The plaintiffs contested the motion, asserting that Domino’s could not enforce an agreement that it had not signed – that just the franchisee had signed. The district court, however, disagreed and sent the dispute to arbitration, holding that the two plaintiffs had agreed to arbitrate both the merits and the gateway issues raised by the agreements.
In a panel opinion authored by Circuit Judge Amul Thapar, the court painstakingly unraveled the arguments made by Piersing and his cohort and affirmed the lower court ruling. The arbitration agreement in question stated “[t]he [AAA] will administer the arbitration and the arbitration will be conducted in accordance with then-current [AAA Rules].” Those rules state that “[t]he arbitrator shall have the power to rule on his or her own jurisdiction, including any objections with respect to the existence, scope or validity of the arbitration agreement.” So, the dispositive question for the panel was whether the language provided “clear and unmistakable” evidence that Piersing agreed to arbitrate “arbitrability.” See Henry Schein, Inc. v. Archer & White Sales, Inc., 139 S. Ct. 524, 528-29 (2019), and Rent-A-Center W., Inc. v. Jackson, 561 U.S. 63, 67 (2010). We covered the Henry Schein, Inc. opinion in our blog article of Jan. 15, 2019.

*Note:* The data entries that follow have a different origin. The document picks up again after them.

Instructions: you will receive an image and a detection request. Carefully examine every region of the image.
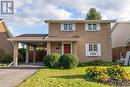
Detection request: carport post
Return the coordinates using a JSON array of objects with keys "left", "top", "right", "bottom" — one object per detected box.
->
[
  {"left": 33, "top": 46, "right": 36, "bottom": 63},
  {"left": 13, "top": 42, "right": 18, "bottom": 67},
  {"left": 25, "top": 45, "right": 29, "bottom": 63}
]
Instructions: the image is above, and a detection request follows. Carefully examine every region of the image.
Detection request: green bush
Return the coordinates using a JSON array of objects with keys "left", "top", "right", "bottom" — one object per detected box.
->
[
  {"left": 2, "top": 54, "right": 13, "bottom": 63},
  {"left": 0, "top": 49, "right": 13, "bottom": 63},
  {"left": 107, "top": 66, "right": 127, "bottom": 80},
  {"left": 43, "top": 54, "right": 60, "bottom": 68},
  {"left": 59, "top": 54, "right": 79, "bottom": 69},
  {"left": 0, "top": 49, "right": 5, "bottom": 62},
  {"left": 18, "top": 48, "right": 26, "bottom": 62},
  {"left": 86, "top": 67, "right": 109, "bottom": 81},
  {"left": 79, "top": 60, "right": 121, "bottom": 66},
  {"left": 86, "top": 65, "right": 130, "bottom": 82}
]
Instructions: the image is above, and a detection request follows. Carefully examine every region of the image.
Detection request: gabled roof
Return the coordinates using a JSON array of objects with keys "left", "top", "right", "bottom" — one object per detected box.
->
[
  {"left": 112, "top": 21, "right": 130, "bottom": 48},
  {"left": 44, "top": 20, "right": 116, "bottom": 23}
]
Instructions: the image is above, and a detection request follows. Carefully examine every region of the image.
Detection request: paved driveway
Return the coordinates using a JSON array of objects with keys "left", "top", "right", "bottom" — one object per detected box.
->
[{"left": 0, "top": 69, "right": 37, "bottom": 87}]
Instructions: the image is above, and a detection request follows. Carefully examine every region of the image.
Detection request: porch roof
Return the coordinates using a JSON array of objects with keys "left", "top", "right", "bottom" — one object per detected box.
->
[
  {"left": 44, "top": 20, "right": 116, "bottom": 23},
  {"left": 8, "top": 34, "right": 80, "bottom": 42}
]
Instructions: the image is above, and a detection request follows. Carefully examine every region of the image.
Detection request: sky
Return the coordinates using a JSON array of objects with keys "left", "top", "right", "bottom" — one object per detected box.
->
[{"left": 3, "top": 0, "right": 130, "bottom": 36}]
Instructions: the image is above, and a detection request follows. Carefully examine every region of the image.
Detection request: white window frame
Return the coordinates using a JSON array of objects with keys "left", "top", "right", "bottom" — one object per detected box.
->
[
  {"left": 85, "top": 23, "right": 101, "bottom": 31},
  {"left": 61, "top": 42, "right": 73, "bottom": 55},
  {"left": 61, "top": 23, "right": 75, "bottom": 31},
  {"left": 85, "top": 43, "right": 101, "bottom": 56}
]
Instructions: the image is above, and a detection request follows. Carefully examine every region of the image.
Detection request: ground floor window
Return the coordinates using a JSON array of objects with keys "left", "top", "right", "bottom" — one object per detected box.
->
[{"left": 85, "top": 43, "right": 101, "bottom": 56}]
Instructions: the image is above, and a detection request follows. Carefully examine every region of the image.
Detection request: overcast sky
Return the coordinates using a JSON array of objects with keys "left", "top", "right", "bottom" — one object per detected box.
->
[{"left": 1, "top": 0, "right": 130, "bottom": 35}]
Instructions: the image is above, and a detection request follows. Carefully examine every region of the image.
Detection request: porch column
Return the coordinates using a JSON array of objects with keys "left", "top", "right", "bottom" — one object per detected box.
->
[
  {"left": 47, "top": 42, "right": 51, "bottom": 55},
  {"left": 25, "top": 45, "right": 29, "bottom": 63},
  {"left": 13, "top": 42, "right": 18, "bottom": 67},
  {"left": 33, "top": 47, "right": 36, "bottom": 63},
  {"left": 73, "top": 42, "right": 77, "bottom": 56}
]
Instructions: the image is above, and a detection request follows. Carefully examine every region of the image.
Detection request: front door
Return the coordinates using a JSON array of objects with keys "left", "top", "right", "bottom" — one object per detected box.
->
[{"left": 64, "top": 44, "right": 71, "bottom": 54}]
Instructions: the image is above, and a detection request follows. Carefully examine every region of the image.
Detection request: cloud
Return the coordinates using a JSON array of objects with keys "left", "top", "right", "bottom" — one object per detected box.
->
[{"left": 2, "top": 0, "right": 130, "bottom": 34}]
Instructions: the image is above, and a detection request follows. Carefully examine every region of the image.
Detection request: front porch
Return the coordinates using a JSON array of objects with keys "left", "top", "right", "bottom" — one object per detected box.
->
[{"left": 9, "top": 35, "right": 77, "bottom": 67}]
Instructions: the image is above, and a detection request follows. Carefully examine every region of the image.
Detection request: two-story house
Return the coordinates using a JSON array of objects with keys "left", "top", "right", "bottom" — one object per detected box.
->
[
  {"left": 9, "top": 20, "right": 115, "bottom": 66},
  {"left": 0, "top": 19, "right": 13, "bottom": 55}
]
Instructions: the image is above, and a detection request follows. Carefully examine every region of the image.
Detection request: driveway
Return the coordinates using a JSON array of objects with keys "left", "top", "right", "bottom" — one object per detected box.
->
[{"left": 0, "top": 68, "right": 38, "bottom": 87}]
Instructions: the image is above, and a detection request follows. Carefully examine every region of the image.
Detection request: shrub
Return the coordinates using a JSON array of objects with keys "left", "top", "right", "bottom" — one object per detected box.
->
[
  {"left": 43, "top": 54, "right": 60, "bottom": 68},
  {"left": 0, "top": 49, "right": 5, "bottom": 62},
  {"left": 107, "top": 65, "right": 129, "bottom": 80},
  {"left": 0, "top": 49, "right": 13, "bottom": 63},
  {"left": 86, "top": 66, "right": 130, "bottom": 82},
  {"left": 59, "top": 54, "right": 79, "bottom": 69},
  {"left": 18, "top": 48, "right": 26, "bottom": 62},
  {"left": 79, "top": 60, "right": 120, "bottom": 66},
  {"left": 2, "top": 54, "right": 13, "bottom": 63},
  {"left": 86, "top": 67, "right": 109, "bottom": 82}
]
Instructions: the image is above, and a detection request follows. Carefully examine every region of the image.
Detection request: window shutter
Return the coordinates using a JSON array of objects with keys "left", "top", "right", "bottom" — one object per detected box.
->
[
  {"left": 97, "top": 24, "right": 101, "bottom": 31},
  {"left": 85, "top": 44, "right": 90, "bottom": 56},
  {"left": 61, "top": 24, "right": 64, "bottom": 31},
  {"left": 72, "top": 24, "right": 76, "bottom": 30},
  {"left": 85, "top": 23, "right": 88, "bottom": 31},
  {"left": 97, "top": 44, "right": 101, "bottom": 56}
]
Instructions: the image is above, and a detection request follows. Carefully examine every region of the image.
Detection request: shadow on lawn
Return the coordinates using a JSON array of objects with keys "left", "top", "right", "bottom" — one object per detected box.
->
[{"left": 51, "top": 75, "right": 85, "bottom": 79}]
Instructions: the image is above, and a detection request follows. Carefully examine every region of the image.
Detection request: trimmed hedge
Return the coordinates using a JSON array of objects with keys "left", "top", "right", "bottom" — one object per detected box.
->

The panel found “there are good reasons to think it is.” First, the AAA Rules “clearly empower an arbitrator to decide issues of ‘arbitrability’ . . . .” And Piersing’s agreement “expressly incorporates the AAA Rules,” which is “pretty compelling evidence.”
Second, “[w]hat the text suggests, the case law confirms” (citing Henry Schein, 139 S. Ct. at 528, and Preston v. Ferrer, 552 U.S. 346, 361-63 (2008)). Indeed, Judge Thapar aptly noted that the Sixth Circuit’s own “precedent counsels – and perhaps compels” the same outcome, citing McGee v. Armstrong, 941 F.3d 859, 866 (6th Cir. 2019).
Finally, “eleven out of twelve” other circuits “have found that incorporation of the AAA Rules (or similarly worded arbitral rules) provides ‘clear and unmistakable’ evidence that the parties agreed to arbitrate ‘arbitrability’” (citing, among many, Richardson v. Coverall North America, Inc., 2020 WL 2028523 at *2-3 (3d Cir. 2020)). As mentioned above, Richardson was covered in our May 4 blog article.
Based upon this analytical platform, the panel dispensed with the parties’ remaining arguments. Judge Thapar found that federal rather than state law governs the question of “clear and unmistakable evidence.” He also discredited the argument that the AAA Rules don’t provide the required evidence, finding that the “assertion . . . runs into a solid wall of contrary authority,” citing Awuah v. Coverall N. Am., Inc., 554 F.3d 7, 11-12 (1st Cir. 2009). In concluding its analysis, the panel emphasized that the decision was “about who should decide whether the parties have to arbitrate the merits,” not the merits themselves (emphasis in original), reminding readers that the parties do not sacrifice substantive rights when they elect to arbitrate an issue.
As we have cautioned before, arbitration rules do matter and must be carefully considered. Here, the appellate court followed well-established precedent regarding the impact of AAA or other arbitral rules on a case.
The Sixth Circuit now has held that reference to the AAA Rules can provide “clear and unmistakable evidence” that the parties agreed to delegate arbitrability questions to an arbitrator.
Postscript: After the Sixth Circuit ruling, Derek Piersing filed a Petition for Writ of Certiorari with the U.S. Supreme Court, No. 20-695, on November 16, 2020.
The question presented was “[i]n the context of a form employment agreement, is providing that a particular set of rules will govern arbitration proceedings without more ‘clear and unmistakable evidence’ of the parties’ intent to have the arbitrator decide questions of arbitrability?”
On January 25, 2021 the Court denied the petition. On the same day, the Supreme Court dismissed the writ of certiorari as improvidently granted in a case raising similar questions. See Henry Schein, Inc. v. Archer and White Sales, Inc., No. 19-963. We blogged the oral argument in that case on Dec. 10, 2020.